We can use wind strength and humidity values to insert "bias" into our simplified simulation similar to the 2D Walking Sticky simulation. However, rather than adding bias to a specific step, we add bias to a range. This will allow us to look beyond just the 4 neighbors and follow the dynamics of the environment. For example, wind blowing NE at 3 mph would indicate that we observe neighbors in the NE given a range of 3 units to spread the fire. Humidity can serve as a value which indicate how easy it is for a tree to catch fire. Other effects to include might be the temperature of the day or how close trees are to each other.
I expect the fire to display more biased behavior rather than the simple top-down dynamics it is showing now. This biased behavior will clearly show external forces influencing how the fire moves throughout the system. Whether that be through wind, or the humidty of trees across regions, etc.
Once you're finished, please submit both an iPython notebook (.ipynb) and an HTML formatted version of your work to Canvas.

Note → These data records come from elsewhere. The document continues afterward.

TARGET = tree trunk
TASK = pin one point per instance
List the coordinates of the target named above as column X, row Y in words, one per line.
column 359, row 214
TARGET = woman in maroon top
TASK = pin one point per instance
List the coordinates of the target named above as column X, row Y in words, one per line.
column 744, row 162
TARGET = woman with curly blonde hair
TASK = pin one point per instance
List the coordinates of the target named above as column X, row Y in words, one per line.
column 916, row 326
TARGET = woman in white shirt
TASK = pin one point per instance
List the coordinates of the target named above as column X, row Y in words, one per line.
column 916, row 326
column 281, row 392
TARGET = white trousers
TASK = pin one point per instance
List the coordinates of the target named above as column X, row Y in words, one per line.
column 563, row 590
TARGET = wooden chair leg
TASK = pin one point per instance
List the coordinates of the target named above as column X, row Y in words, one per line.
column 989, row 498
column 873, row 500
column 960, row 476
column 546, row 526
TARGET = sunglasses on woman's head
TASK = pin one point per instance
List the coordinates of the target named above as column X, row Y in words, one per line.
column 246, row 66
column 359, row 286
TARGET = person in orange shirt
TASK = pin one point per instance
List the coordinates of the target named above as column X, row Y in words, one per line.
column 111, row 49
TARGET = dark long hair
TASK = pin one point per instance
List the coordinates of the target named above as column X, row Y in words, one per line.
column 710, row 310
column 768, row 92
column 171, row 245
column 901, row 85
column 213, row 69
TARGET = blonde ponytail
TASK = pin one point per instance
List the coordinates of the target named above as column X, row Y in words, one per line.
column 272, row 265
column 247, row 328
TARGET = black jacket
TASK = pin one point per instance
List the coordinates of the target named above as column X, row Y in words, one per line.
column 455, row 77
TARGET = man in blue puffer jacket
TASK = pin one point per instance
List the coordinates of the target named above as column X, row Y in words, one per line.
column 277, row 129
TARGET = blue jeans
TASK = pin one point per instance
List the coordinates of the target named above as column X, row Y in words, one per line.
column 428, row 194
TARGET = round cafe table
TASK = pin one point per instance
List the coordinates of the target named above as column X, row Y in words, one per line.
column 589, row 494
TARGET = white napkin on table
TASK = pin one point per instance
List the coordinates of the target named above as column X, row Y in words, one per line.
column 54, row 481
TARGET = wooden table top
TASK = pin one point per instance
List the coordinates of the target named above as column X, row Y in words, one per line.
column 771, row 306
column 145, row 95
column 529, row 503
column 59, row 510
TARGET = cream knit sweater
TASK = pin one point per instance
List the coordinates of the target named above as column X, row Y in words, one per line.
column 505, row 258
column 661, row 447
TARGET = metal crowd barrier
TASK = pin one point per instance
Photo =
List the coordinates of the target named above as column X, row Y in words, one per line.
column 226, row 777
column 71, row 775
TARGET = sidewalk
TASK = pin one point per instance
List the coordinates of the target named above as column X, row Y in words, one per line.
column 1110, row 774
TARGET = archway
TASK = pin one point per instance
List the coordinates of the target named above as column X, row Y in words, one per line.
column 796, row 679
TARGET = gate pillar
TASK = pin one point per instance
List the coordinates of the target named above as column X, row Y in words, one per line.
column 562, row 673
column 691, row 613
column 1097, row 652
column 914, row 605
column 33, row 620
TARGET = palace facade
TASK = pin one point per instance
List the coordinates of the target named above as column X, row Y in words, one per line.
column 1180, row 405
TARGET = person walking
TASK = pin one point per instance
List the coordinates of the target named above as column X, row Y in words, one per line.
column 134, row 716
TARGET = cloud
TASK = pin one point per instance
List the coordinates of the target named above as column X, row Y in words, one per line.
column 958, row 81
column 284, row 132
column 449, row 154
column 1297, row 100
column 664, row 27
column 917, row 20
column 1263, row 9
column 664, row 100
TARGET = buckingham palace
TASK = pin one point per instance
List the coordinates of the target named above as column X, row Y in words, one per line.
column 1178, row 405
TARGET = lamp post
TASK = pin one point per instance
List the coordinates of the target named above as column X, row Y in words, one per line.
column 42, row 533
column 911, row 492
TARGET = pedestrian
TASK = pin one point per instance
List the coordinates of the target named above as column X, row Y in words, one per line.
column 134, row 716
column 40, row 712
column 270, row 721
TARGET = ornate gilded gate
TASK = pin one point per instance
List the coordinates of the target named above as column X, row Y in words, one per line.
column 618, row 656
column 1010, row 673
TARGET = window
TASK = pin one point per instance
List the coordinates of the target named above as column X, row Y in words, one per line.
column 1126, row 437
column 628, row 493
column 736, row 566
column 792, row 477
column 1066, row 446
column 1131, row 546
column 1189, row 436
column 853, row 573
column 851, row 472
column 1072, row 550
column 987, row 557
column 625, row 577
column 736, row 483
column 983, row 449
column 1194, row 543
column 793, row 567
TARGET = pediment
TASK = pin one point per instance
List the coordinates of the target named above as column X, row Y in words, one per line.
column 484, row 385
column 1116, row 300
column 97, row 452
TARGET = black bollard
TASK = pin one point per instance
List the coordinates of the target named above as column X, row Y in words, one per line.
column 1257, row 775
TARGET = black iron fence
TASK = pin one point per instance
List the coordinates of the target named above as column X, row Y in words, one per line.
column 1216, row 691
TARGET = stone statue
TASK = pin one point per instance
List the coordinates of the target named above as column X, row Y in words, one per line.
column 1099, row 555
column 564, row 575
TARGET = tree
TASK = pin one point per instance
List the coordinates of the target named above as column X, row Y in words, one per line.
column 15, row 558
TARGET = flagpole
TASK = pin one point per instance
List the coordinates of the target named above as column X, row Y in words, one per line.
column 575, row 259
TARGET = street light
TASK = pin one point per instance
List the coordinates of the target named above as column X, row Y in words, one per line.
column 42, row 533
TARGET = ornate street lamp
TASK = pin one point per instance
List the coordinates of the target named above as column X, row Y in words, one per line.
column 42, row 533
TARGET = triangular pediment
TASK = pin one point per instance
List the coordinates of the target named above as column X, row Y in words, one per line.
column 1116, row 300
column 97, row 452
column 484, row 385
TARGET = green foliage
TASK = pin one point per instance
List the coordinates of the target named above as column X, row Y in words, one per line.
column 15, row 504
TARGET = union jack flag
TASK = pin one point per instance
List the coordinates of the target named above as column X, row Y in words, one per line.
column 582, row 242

To convert your Colab notebook to an html file, you'll need to follow these steps:
(1) From within your Colab notebook, go to File --> Download --> NOTEBOOKFILE.ipynb
(2) Click on the folder icon to the left, and click the "upload" button (the icon with the page containing an up arrow). Upload the file you just downloaded.
(3) Click on the folder with the clockwise arrow to refresh the file list.
(4) Find and hover over your notebook file, click on the three vertical dots to the right, and select "Copy path"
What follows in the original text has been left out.